There are two types of events. One is blocking events that the service waits for the response of the event to continue. One is unblocking events that the service doesn't wait for the response of such event before processing the next message.

System connect event

  • ce-type: azure.webpubsub.sys.connect
  • Content-Type: application/json

Request format:

POST /upstream HTTP/1.1
Host: xxxxxx
WebHook-Request-Origin: xxx.webpubsub.azure.cn
Content-Type: application/json; charset=utf-8
Content-Length: nnnn
ce-specversion: 1.0
ce-type: azure.webpubsub.sys.connect
ce-source: /hubs/{hub}/client/{connectionId}
ce-id: {eventId}
ce-time: 2021-01-01T00:00:00Z
ce-signature: sha256={connection-id-hash-primary},sha256={connection-id-hash-secondary}
ce-userId: {userId}
ce-connectionId: {connectionId}
ce-hub: {hub}
ce-eventName: connect

{
    "claims": {},
    "query": {},
    "headers": {},
    "subprotocols": [],
    "clientCertificates": [
        {
            "thumbprint": "ABC"
        }
    ]
}

Success response format:

  • Header ce-connectionState: If this header exists, the connection state of this connection will be updated to the value of the header. Only blocking events can update the connection state. The below sample uses base64 encoded JSON string to store the complex state for the connection.

  • Status code:

    • 204: Success, with no content.
    • 200: Success, the content SHOULD be a JSON format, with following properties allowed:
      • subprotocols

        The connect event forwards the subprotocol and authentication information to Upstream from the client. Web PubSub service uses the status code to determine if the request will be upgraded to WebSocket protocol.

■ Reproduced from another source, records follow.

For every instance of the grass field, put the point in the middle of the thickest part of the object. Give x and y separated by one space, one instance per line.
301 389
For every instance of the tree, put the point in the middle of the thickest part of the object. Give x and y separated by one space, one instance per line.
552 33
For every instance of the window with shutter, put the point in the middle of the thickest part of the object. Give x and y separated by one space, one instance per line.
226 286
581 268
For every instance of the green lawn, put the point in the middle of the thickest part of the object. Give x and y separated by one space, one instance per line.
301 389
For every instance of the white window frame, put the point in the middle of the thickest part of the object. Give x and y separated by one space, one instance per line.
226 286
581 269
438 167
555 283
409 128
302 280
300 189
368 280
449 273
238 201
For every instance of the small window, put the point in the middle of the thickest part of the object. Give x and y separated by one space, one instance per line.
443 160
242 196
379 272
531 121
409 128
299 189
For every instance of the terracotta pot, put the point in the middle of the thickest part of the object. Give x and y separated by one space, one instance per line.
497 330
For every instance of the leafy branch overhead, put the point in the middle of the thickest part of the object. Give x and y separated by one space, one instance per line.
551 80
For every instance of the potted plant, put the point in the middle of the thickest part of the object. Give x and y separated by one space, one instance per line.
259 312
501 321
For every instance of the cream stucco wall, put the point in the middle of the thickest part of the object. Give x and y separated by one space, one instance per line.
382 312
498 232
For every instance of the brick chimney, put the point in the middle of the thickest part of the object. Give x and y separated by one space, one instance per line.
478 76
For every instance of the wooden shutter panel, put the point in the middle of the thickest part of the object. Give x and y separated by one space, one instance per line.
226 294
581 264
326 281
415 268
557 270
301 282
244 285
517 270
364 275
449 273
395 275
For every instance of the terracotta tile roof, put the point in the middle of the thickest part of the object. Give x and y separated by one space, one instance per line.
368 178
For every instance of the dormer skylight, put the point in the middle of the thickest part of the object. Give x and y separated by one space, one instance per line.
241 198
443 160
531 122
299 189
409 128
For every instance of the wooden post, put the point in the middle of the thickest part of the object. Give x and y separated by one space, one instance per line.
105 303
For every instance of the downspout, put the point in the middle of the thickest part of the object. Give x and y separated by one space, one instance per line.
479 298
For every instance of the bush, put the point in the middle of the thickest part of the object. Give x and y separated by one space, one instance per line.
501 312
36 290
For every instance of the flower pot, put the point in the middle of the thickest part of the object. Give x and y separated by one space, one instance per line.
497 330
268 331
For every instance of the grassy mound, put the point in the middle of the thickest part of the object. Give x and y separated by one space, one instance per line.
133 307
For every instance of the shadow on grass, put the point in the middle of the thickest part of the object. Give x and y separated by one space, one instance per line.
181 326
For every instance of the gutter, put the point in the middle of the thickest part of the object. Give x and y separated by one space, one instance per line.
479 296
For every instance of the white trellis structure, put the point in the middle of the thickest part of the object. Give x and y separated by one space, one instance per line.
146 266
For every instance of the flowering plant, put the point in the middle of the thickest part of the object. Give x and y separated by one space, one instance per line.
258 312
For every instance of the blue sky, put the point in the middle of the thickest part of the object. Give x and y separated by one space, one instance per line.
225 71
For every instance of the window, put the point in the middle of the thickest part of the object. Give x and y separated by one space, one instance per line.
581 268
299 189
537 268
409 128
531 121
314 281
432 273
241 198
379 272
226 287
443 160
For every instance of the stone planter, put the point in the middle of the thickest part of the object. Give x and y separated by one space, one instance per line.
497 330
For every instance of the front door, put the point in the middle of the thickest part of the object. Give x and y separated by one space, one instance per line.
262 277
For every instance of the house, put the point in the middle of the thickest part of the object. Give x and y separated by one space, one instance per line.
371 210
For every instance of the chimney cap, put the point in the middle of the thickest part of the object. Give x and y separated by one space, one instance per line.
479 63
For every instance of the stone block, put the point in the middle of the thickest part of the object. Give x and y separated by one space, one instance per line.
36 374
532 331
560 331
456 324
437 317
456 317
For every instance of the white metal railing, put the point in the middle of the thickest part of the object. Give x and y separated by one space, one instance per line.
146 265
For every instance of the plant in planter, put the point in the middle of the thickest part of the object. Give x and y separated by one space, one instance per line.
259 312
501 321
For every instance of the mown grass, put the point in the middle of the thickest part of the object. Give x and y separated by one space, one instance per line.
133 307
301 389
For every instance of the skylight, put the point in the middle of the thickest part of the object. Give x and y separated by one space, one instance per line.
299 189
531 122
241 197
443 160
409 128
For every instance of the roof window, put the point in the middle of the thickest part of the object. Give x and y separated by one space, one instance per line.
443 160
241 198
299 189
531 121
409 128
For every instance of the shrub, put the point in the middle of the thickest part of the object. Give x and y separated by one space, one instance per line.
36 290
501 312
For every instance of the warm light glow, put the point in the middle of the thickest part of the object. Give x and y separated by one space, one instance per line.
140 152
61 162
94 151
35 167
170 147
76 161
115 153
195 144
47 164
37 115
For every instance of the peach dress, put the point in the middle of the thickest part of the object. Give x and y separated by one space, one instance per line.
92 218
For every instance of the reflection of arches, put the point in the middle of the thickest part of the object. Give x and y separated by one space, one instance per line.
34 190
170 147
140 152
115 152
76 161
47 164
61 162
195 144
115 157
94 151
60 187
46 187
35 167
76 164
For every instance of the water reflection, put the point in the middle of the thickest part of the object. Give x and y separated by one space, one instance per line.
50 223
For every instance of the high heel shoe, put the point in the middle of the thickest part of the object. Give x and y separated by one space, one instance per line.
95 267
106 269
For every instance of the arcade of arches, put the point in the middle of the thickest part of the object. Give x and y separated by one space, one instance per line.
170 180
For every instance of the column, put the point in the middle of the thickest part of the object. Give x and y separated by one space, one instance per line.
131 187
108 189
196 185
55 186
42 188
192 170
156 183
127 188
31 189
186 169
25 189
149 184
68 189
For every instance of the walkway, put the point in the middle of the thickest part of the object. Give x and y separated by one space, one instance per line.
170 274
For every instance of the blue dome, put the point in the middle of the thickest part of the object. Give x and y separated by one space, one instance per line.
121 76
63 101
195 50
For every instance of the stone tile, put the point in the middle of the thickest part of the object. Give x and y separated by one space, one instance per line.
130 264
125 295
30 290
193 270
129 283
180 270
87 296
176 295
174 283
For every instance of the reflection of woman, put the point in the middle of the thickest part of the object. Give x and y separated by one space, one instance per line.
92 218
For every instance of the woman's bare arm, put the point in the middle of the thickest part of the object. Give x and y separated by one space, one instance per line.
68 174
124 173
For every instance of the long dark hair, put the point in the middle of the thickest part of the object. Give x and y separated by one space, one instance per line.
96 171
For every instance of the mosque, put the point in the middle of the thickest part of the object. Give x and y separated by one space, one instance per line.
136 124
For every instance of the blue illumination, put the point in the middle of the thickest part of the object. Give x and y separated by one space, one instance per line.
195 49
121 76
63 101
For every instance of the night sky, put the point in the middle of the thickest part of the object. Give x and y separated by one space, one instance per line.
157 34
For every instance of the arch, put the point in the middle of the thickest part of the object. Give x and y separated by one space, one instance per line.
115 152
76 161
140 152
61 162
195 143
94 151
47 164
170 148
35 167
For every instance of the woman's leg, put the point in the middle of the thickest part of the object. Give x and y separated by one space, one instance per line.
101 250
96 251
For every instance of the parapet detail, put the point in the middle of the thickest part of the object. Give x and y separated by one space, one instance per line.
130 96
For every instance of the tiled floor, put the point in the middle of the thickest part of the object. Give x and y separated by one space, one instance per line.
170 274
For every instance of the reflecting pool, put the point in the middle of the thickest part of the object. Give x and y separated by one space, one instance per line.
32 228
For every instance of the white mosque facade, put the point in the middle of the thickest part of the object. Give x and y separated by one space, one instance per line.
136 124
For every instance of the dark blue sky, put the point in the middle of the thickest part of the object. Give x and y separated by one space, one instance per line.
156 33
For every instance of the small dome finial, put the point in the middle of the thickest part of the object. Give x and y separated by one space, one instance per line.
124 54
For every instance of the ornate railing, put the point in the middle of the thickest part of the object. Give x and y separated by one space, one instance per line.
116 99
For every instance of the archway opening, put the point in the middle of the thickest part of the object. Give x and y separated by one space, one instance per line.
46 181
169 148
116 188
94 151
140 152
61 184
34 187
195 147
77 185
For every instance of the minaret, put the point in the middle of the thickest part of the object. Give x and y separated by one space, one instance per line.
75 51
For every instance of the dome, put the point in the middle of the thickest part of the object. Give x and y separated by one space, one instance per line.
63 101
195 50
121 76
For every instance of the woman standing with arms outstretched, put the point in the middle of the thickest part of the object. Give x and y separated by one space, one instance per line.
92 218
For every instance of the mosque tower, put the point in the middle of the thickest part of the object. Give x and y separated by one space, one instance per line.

        If the request contains the subprotocols property, the server should return one subprotocol it supports. If the server doesn't want to use any subprotocols, it should not send the subprotocol property in response. Sending a blank header is invalid.

      • userId: {auth-ed user ID}

        As the service allows anonymous connections, it's the connect event's responsibility to tell the service the user ID of the client connection. The service reads the user ID from the response payload userId if it exists. The connection is dropped if the user ID can't be read from the request claims nor the connect event's response payload.

      • groups: {groups to join}

        The property provides a convenient way for user to add this connection to one or multiple groups. In this way, there's no need to have another call to add this connection to some group.

      • roles: {roles the client has}

        The property provides a way for the upstream Webhook to authorize the client. There are different roles to grant initial permissions for PubSub WebSocket clients. Details about the permissions are described in Client permissions.

HTTP/1.1 200 OK
ce-connectionState: eyJrZXkiOiJhIn0=

{
    "groups": [],
    "userId": "",
    "roles": [],
    "subprotocol": ""
}

Error response format:

  • 4xx: Error, the response from Upstream will be returned as the response for the client request.
HTTP/1.1 401 Unauthorized

System connected event

The service calls the Upstream when the client completes WebSocket handshake and is successfully connected.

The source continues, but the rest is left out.